Small-business owners who have borrowed from the Paycheck Protection Program program can now apply for loan forgiveness. But keep in mind that getting the balances erased may be easier said than done.
According to the Small Business Administration (SBA) the amount borrowed is intended to cover up to 8 weeks of wages, mortgage interest, and other expenses. The amount borrowed may be forgivable if at least 75% of the proceeds are used to cover payroll, while those that aren’t forgiven must be repaid in two years at a rate of 1%.
Federal agencies gave some clarity to PPP borrowers in the form of an 11-page forgiveness application. However, as tax professionals have expressed, the document still falls short. The information available includes step-by-step instructions for determining forgiveness eligibility and clarifications for small business owners struggling to rehire their employees or calculate their payroll expenses.
Treasury and the SBA addressed a few key concerns
For instance, accountants were worried about the fact that the eight-week period would begin upon the business owner’s receipt of the loan proceeds. This could create an administrative nightmare for borrowers who get their PPP funding smack in the middle of a pay period. To help with this issue, Treasury and the SBA are giving some businesses — those with biweekly or weekly payroll — a little flexibility in the form of an “alternative payroll covered period,” allowing business owners to start counting the eight-week clock on the first day of the first pay period after receiving the loan proceeds.

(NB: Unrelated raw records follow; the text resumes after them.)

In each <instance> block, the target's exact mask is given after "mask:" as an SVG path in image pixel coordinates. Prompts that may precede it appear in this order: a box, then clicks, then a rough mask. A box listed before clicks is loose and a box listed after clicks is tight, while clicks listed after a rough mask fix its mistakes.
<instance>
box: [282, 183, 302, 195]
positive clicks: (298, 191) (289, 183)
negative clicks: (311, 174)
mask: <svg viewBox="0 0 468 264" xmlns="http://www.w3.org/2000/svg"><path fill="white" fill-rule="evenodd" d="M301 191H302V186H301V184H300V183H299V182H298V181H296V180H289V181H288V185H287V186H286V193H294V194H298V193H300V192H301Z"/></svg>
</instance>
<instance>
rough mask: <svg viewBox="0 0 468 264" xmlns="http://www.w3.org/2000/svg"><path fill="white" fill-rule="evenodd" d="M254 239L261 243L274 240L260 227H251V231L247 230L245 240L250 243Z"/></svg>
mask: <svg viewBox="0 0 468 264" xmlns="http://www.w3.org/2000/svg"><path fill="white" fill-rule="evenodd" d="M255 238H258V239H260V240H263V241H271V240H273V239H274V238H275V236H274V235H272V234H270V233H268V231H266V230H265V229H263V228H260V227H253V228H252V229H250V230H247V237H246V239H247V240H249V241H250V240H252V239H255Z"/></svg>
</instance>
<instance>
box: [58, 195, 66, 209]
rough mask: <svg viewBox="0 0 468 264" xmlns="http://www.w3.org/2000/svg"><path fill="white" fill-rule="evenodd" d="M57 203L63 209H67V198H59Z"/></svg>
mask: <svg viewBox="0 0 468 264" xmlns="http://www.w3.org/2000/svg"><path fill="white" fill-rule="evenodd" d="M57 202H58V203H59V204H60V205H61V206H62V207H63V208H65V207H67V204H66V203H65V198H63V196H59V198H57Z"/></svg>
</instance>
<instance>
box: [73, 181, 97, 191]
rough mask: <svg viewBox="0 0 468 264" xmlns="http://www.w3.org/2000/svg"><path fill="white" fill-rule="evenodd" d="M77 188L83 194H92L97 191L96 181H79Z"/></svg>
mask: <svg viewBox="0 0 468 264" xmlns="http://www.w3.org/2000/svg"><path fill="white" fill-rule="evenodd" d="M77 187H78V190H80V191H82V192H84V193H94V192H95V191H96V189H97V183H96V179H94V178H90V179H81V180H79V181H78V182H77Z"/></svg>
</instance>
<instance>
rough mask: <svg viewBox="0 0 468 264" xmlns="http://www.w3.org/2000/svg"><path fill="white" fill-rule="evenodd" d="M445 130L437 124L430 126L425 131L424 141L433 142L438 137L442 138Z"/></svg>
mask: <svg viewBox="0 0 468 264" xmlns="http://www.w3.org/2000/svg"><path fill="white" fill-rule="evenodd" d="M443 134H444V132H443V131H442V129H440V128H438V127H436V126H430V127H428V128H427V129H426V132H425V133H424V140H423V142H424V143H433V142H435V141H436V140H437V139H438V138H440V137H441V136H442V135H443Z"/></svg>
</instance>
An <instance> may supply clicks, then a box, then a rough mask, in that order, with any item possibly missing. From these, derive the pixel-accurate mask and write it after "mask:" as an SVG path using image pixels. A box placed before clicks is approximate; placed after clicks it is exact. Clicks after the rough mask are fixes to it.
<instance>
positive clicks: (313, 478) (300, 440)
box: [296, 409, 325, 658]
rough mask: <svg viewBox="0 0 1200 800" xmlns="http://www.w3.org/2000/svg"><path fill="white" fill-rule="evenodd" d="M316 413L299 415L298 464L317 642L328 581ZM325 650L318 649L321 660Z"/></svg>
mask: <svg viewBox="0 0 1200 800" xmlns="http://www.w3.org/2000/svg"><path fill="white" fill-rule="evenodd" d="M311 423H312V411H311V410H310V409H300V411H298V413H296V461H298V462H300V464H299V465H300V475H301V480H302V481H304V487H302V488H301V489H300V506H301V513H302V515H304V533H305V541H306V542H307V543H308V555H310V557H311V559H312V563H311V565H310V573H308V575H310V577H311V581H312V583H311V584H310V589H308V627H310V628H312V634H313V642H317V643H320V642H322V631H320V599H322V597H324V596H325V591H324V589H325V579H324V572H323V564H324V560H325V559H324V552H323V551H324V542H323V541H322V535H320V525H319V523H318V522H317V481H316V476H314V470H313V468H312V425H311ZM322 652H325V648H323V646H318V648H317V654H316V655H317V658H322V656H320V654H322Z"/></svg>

Treasury and the SBA also tried to address accountants’ concerns around how “full-time equivalent” employees are counted. The federal agencies allowed businesses to apply for the PPP based on the number of full and part-time workers, but forgiveness was to be determined based on “full-time equivalents” on staff, a term that accountants said was unclear. The document partially answers how to calculate the full-time equivalents, but it is a complex calculation.
While the document provides some clarity, it also triggers a pile of new questions and additional complexity for business owners — especially if crunching numbers isn’t their specialty. It is expected to be further guidance from Treasury and the SBA on hashing out forgiveness. In the meantime, business owners ought to work closely with their accountants.
Entrepreneurs who took the loan should keep every document and a paper trail of how they used the loan proceeds, especially as guidance from federal authorities continues to evolve.